The Woman Who Dared
Publisher Description
This is a women story book. Susan B. Anthony’s trial on the charge of illegal voting has all the makings of a great story. Anthony, a master of self-promotion, engineered the gripping drama and then made sure that events received broad media attention as they unfolded. However, the American woman suffrage movement, including Anthony’s trial, receded from historical memory after ratification of the 19th Amendment. Fortunately, the topic enjoyed a renaissance beginning in the 1990s, culminating in the 2004 HBO feature film Iron-Jawed Angels, starring Academy Award-winning actress Hilary Swank as the fiery Alice Paul.
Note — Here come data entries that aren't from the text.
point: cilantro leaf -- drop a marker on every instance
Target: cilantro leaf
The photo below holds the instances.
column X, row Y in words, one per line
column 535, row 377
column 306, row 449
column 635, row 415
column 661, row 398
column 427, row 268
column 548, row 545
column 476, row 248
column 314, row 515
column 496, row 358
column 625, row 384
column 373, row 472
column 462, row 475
Journalist Lynn Sherr made Anthony’s writings widely accessible in 1996, and scholar Kathleen Barry’s biography, originally published in 1988, was reprinted in 2000. Two PBS documentaries focusing on the suffrage movement and Anthony’s life, including one produced by Ken Burns, were released in 1995 and 1999. The Anthony trial was even referenced in the 'Equal Fights' episode of the animated Powerpuff Girls series in 2002. Meanwhile, primary sources related to the Anthony trial became widely available. The account of the trial, originally published by a Rochester newspaper in 1874, was reprinted in 2002 and 2003, and a website devoted to the trial, including a plethora of primary source documents, was created by University of Missouri, Kansas City law professor Douglas Linder in 2001.